O Conselho Nacional Sírio (CNS), que reúne a maioria das correntes de oposição, denunciou neste sábado a matança de 260 civis na madrugada de sexta-feira para sábado em Homs, mas o regime de Bashar al-Assad negou ter bombardeado a cidade da região central do país.

“Nas primeiras horas de sábado, o regime de Assad cometeu uma das matanças mais terríveis desde o início da rebelião na Síria”, denuncia o CNS em um comunicado.

“As forças de Assad bombardearam zonas residenciais em Homs, incluindo Al-Khalidiya e Ousour, provocando pelo menos 260 mortes, de civis, e centenas de feridos”, completa o texto, que destaca a presença de mulheres e crianças entre os feridos.

“Edifícios residenciais e casas foram bombardeados intensamente e de maneira aleatória”.

“Ao mesmo tempo, as forças de Assad bombardearam também Jisr al-Shughur (noroeste), os subúrbios de Damasco e o leste de Ghuta (perto da capital), o que parece ser uma preparação para massacres similares”.

O CNS também pediu à Rússia que mude sua postura a respeito do regime sírio.

“O CNS exorta a Rússia a condenar claramente o regime e torná-lo responsável pelas matanças e a permitir aos sírios eleger democraticamente um regime que proporcione liberdade e dignidade”, conclui o comunicado.

Apesar do pedido, o ministro russo das Relações Exteriores, Serguei Lavrov, afirmou que o projeto de resolução sobre a Síria apresentado pelos países ocidentais não interessa a Rússia e submetê-lo neste sábado ao Conselho de Segurança da ONU provocará um “escândalo”.

O regime sírio negou o bombardeio em Homs, em um comunicado divulgado pela agência oficial Sana.

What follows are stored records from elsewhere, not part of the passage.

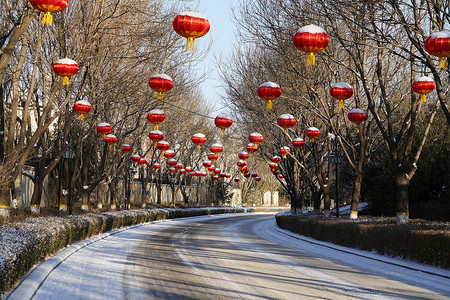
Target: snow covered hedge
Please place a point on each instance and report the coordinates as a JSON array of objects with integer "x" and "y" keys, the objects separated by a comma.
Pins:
[
  {"x": 24, "y": 244},
  {"x": 420, "y": 241}
]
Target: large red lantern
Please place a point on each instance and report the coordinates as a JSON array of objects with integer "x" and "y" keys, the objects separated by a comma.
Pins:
[
  {"x": 104, "y": 129},
  {"x": 110, "y": 139},
  {"x": 215, "y": 148},
  {"x": 198, "y": 139},
  {"x": 82, "y": 107},
  {"x": 160, "y": 83},
  {"x": 191, "y": 25},
  {"x": 438, "y": 44},
  {"x": 311, "y": 39},
  {"x": 156, "y": 136},
  {"x": 312, "y": 133},
  {"x": 49, "y": 7},
  {"x": 356, "y": 116},
  {"x": 65, "y": 68},
  {"x": 162, "y": 146},
  {"x": 156, "y": 117},
  {"x": 286, "y": 121},
  {"x": 223, "y": 121},
  {"x": 269, "y": 91},
  {"x": 341, "y": 91},
  {"x": 243, "y": 155},
  {"x": 423, "y": 85}
]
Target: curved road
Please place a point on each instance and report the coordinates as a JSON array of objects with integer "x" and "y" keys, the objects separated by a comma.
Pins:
[{"x": 228, "y": 257}]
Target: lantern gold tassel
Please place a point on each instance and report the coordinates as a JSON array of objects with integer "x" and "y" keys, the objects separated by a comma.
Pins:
[
  {"x": 442, "y": 62},
  {"x": 310, "y": 59}
]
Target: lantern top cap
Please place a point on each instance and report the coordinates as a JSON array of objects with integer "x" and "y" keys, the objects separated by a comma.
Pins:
[
  {"x": 156, "y": 111},
  {"x": 66, "y": 61},
  {"x": 342, "y": 85},
  {"x": 440, "y": 34},
  {"x": 424, "y": 78},
  {"x": 312, "y": 29},
  {"x": 270, "y": 84},
  {"x": 356, "y": 111},
  {"x": 84, "y": 102},
  {"x": 193, "y": 14},
  {"x": 163, "y": 76},
  {"x": 286, "y": 116}
]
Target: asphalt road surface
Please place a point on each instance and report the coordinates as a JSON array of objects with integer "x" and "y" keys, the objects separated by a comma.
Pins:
[{"x": 228, "y": 257}]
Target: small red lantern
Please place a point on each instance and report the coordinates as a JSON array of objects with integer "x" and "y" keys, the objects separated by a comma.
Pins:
[
  {"x": 243, "y": 155},
  {"x": 110, "y": 139},
  {"x": 356, "y": 116},
  {"x": 198, "y": 139},
  {"x": 160, "y": 83},
  {"x": 286, "y": 121},
  {"x": 169, "y": 154},
  {"x": 341, "y": 91},
  {"x": 223, "y": 122},
  {"x": 311, "y": 39},
  {"x": 156, "y": 117},
  {"x": 104, "y": 129},
  {"x": 49, "y": 7},
  {"x": 65, "y": 68},
  {"x": 82, "y": 107},
  {"x": 438, "y": 44},
  {"x": 423, "y": 85},
  {"x": 126, "y": 148},
  {"x": 156, "y": 136},
  {"x": 284, "y": 151},
  {"x": 298, "y": 143},
  {"x": 215, "y": 148},
  {"x": 269, "y": 91},
  {"x": 312, "y": 133},
  {"x": 191, "y": 25},
  {"x": 162, "y": 146}
]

A nota do regime afirma que os civis mortos em Homs foram vítimas de disparos de homens armados e não de bombardeios. Também acusa determinados canais de televisão de estimular a violência.

“Os civis mostrados pelas redes de televisão por satélite são civis que foram sequestrados e assassinados por homens armados”, afirma o texto da Sana.

A agência oficial síria acusa grupos armados de tentarem explorar as informações para pressionar o Conselho de Segurança da ONU, que deve analisar uma resolução que condena a repressão na Síria.